Introduction

The high-speed network and rapid growth of user numbers make congestion control more attractive for researchers. The congestion control algorithm increases the Quality of Service (QoS) by managing the overload in the router queue, increasing the throughput, and reducing the drop of packets in a network. The router in the network has a limited buffer, while congestion makes the buffer full, causing packets to drop. In TCP protocol the congestion effect by two main phases the Slow Startup phase which is responsible on seeking the capacity of path between two end points by increasing the rate exponentially, and then the Congestion Avoidance phase takes place to manage the sending rate with linear increasing rate. However, the default active queue management (AQM)1 algorithm is used as congestion control in Congestion Avoidance phase to reduce packet dropping and maintain the stability of data flow in the router’s queue. Many queue management algorithms have been developed to handle congestion that focused on managing congestion in Congestion Avoidance phase, such as the Random Early Detection (RED) algorithm2, Adaptive Random Early Detection (ARED) algorithm3, Gentle Random Early Detection (GRED)4, NonLinear Random Early Detection (NLRED)5, and Reconfigurable NonLinear Gentle Random Early Detection (RNLGRED)6.

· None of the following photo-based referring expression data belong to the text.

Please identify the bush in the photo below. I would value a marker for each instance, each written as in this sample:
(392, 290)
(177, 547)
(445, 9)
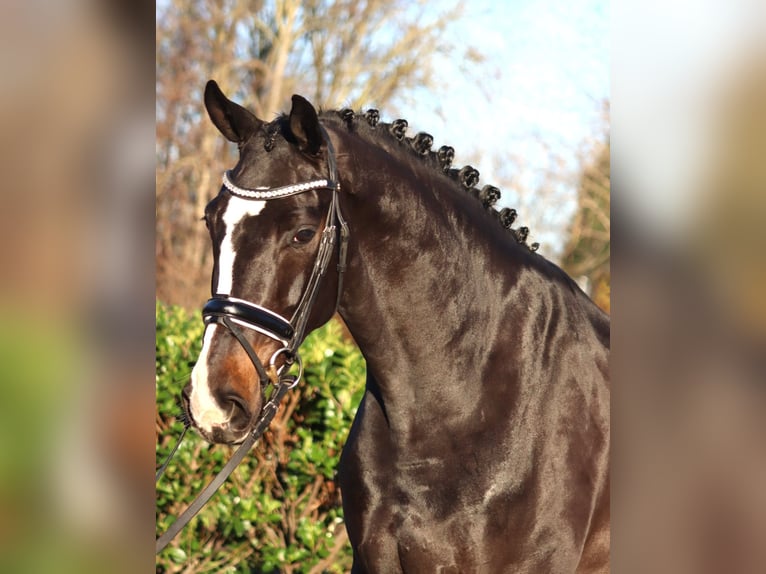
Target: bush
(280, 509)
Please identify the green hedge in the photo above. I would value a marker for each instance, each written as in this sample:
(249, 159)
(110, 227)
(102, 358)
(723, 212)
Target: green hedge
(280, 510)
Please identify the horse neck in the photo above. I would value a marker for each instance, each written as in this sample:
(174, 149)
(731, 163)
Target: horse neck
(423, 284)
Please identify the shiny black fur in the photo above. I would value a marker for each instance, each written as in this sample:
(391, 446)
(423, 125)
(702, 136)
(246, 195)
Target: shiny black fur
(482, 440)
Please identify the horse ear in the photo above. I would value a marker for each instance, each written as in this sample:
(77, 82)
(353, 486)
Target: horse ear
(235, 122)
(304, 125)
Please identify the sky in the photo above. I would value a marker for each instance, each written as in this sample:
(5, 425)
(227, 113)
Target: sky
(539, 91)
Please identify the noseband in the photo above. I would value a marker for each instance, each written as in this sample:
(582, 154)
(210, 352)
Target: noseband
(233, 313)
(230, 311)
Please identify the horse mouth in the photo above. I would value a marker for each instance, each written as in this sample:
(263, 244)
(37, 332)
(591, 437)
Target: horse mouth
(218, 434)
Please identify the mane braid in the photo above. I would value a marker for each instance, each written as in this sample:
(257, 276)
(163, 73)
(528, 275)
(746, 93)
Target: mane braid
(420, 145)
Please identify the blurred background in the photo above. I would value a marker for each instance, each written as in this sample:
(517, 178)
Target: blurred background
(522, 91)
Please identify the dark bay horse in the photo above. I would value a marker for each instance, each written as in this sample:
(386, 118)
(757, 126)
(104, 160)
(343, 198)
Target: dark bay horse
(482, 440)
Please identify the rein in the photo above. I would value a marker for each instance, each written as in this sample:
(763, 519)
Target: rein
(232, 313)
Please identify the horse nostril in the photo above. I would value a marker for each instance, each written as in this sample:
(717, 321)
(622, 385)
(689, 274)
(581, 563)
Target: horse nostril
(240, 412)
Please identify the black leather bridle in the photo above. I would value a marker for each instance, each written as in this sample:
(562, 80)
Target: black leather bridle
(232, 313)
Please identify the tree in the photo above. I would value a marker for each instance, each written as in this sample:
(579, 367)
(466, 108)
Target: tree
(587, 253)
(345, 53)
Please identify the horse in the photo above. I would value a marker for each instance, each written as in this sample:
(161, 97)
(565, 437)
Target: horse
(481, 443)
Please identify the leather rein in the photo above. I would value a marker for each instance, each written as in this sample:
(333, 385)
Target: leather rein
(233, 313)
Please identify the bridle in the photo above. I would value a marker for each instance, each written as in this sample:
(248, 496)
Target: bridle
(233, 313)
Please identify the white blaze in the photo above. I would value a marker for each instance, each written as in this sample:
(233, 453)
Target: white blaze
(204, 408)
(236, 211)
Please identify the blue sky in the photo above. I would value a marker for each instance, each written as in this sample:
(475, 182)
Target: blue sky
(539, 91)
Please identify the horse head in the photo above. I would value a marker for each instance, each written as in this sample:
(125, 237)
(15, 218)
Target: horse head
(273, 232)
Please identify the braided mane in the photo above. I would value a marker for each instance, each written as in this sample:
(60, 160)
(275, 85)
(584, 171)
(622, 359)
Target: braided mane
(421, 145)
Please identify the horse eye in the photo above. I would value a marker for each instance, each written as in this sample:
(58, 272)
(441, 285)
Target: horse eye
(304, 235)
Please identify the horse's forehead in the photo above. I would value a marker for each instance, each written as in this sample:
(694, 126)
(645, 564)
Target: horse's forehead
(237, 208)
(234, 212)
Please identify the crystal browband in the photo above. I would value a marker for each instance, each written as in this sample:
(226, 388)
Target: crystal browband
(266, 193)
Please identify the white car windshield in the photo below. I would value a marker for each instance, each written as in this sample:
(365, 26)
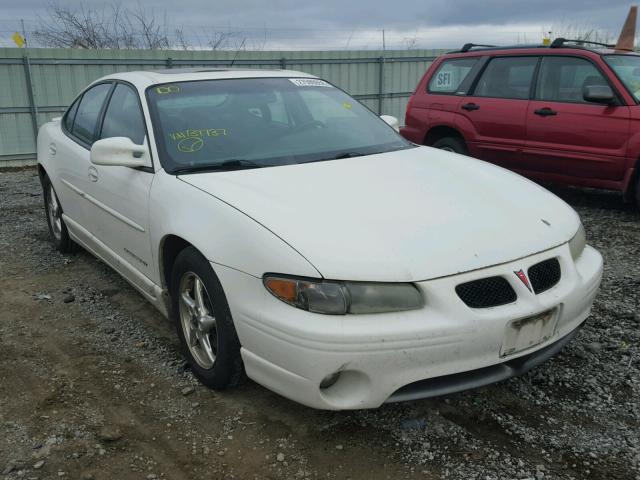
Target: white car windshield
(262, 122)
(627, 67)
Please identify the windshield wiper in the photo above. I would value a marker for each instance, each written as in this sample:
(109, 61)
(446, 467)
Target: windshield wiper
(340, 156)
(227, 165)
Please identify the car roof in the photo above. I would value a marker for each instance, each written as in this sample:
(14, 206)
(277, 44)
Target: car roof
(560, 47)
(145, 78)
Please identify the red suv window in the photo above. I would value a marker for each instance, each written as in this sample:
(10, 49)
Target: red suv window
(507, 77)
(450, 75)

The RED algorithm is used to overcome the drawback of the drop-tail (DT) mechanism used in Transmission Control Protocol/Internet Protocol (TCP/IP). While the ARED is developed to overcome the drawback of RED by dynamically updating the value of \(max_P\) to keep the avg closer to the target queue size. The target queue size is selected halfway of the two thresholds, \(min_{th}\) and \(max_{th}\). By comparing the avg and target queue size, \(max_P\) can be updated to minimize the gap between the avg and the target queue. Nevertheless, the ARED fails when a large number of senders with a substantially varying data rate are sent. Also, both algorithms mange the congestion during the Congestion Avoidance not on the Slow Startup phase of TCP flow. The GRED algorithm used to increase dropping probability slowly when the average queue exceeds \(max_{th}\) by duplicate the \(max_{th}\) to reduce the number of drop packets. The NLRED used exponential increasing probability unlike the above algorithms which depend on linear probability. The NLRED is useful in the traffic load that increasing exponentially while the RNLGRED used the Gentle feature (double \(max_{th}\)) and nonlinear increase of drop probability. The algorithms (GRED, NLRED and RNLGRED) have slow responses due to the static value of queue weight which has a problem when sender nodes used different data rates.

In internet today the short TCP flow is widely used such as web traffic objects and Internet of Things (IoT) applications. These type of traffic operate by alternate between active and inactive transmission periods, which mean that these traffics belongs to Slow Startup phase and default AQM algorithms have problems to manage such traffics. In this work the ON-OFF application used to reflect the Slow Startup flow rates.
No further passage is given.